The following, I think, are worth keeping in your hearts:
1.Tolerance
2.Fairness
3.Kindness
4.Honesty (absolute, including with yourself)
5.Hard work — remember EQ (effort quotient) overrides IQ
6.Loyalty–faithfulness.
7.I adore you all,
8.
9.1 and 2
10.Recognise the rights of others
Working hard to live by your principles takes effort, conviction and frequent review.
This note captures my dad in so many ways, not just what he was like as a father and mentor, or what his own values were, but his knack for inserting the unexpected, like the way he left number eight blank and used number nine to make us look again at points one and two.
Dad’s advocacy work continued with more urgency than ever. I would often find him in the study typing emails with just the index finger on his right hand as his left arm hung heavily, almost lifelessly, down his side. Since securing funding from the federal government, plans for a comprehensive cancer centre at Royal Prince Alfred Hospital, to be called Lifehouse at RPA, progressed rapidly. Chris continued to make phone calls and send emails at all hours of the day and night. These things consumed his time and energy as he attempted to lay the foundations for a successful centre by putting in place a strong board of directors and executive team.

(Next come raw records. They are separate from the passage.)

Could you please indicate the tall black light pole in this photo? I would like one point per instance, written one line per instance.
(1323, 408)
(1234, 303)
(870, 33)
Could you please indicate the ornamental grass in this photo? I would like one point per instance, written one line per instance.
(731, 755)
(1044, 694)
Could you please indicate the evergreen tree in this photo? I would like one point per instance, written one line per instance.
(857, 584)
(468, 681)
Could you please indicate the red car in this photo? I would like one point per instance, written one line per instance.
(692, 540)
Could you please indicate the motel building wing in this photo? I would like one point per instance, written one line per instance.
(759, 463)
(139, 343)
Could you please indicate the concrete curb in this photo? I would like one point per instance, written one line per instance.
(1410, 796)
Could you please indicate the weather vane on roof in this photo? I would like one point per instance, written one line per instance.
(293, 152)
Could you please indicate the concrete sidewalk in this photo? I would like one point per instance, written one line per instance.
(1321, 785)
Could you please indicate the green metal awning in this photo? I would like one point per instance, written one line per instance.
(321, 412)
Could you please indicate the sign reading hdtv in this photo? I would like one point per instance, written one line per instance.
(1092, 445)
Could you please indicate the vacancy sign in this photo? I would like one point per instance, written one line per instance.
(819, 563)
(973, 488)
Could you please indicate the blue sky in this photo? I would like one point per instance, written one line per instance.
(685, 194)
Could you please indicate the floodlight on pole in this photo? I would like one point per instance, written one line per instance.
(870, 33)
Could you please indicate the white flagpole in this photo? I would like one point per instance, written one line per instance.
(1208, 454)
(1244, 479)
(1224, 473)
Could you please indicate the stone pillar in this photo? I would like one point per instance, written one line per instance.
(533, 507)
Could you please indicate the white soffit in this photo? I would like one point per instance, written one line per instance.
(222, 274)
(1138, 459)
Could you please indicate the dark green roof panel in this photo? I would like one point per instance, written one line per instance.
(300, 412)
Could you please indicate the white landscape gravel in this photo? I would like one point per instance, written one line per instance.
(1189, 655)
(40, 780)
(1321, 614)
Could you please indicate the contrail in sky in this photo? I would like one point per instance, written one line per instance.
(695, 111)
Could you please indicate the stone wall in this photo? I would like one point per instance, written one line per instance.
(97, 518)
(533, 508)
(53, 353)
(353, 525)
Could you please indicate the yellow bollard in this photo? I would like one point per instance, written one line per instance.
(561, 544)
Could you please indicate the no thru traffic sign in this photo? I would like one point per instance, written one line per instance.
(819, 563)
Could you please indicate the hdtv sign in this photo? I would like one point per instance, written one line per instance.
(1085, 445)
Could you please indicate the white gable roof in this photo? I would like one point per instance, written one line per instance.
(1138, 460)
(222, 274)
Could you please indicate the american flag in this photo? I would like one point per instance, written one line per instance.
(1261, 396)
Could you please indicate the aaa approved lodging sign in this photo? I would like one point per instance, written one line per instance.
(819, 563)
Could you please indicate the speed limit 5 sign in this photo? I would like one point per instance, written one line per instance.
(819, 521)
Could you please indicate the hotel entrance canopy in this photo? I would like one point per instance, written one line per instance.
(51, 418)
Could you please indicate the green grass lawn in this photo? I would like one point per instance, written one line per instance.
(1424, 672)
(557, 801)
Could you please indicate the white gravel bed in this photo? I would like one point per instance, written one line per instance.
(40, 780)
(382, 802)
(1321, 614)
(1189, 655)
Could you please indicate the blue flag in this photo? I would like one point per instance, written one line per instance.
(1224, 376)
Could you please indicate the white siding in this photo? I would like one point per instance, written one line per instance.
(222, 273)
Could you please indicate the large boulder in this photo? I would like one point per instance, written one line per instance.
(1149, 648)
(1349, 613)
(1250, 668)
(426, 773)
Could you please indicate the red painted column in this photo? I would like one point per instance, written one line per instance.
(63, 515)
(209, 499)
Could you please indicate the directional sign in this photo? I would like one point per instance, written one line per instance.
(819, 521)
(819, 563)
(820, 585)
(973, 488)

Lifehouse at RPA was launched on 17 April 2009 at a reception at NSW Government House, where the prime minister Kevin Rudd announced further funding of $100 million. Adam helped Dad to the stage and stood protectively behind him, like a sentinel, for the duration of his speech. As newspaper photographers clamoured around them afterwards, Kevin Rudd and Chr
is sat chatting on the balcony. Mr Rudd held Chris’s saucer so that he could use his working hand to raise a teacup to his lips.
Kevin Rudd suggested that he attend mass with us the following Sunday. He came with his teenage curly-headed son Marcus, and sat in the pew next to Dad. During communion Mr Rudd said, ‘I brought a present for you, mate,’ and pulled a small red box out of his pocket. It contained black rosary beads given to him by Pope Benedict. As Dad accepted this precious and generous gift, he was overcome by emotion, and briefly and quietly wept. Afterwards Kevin and Marcus came to our home for afternoon tea and chatted easily with the family and parishioners who joined us. Other than polite Australian Federal Police officers checking out the house before his arrival, and Guillaume bringing trays full of exquisite finger food, it felt like any other autumn afternoon tea that Chris had hosted.
By now scans were showing a large amount of tumour progression and the right hemisphere of Chris’s brain was overwhelmed with swelling. The tumour was also edging into his brain’s left hemisphere, his dominant side. Dad now needed constant care. His left side became progressively paralysed and when his left leg stopped responding we arranged for a wheelchair in the house. Mum and Dad moved into my bedroom, which was downstairs. James maintained the responsibilities of undressing him at night and helping him into bed. I read to him and typed his dictations. Adam spent the afternoons in his company. His pleasures were simple — he listened to music, satisfied his sweet tooth, drank a little pinot noir and continued to read and be read to. Each morning Mum would shower him, dress him and brush his hair. He sat in his wheelchair, looking into the mirror, as she gently smoothed his hair away from his face.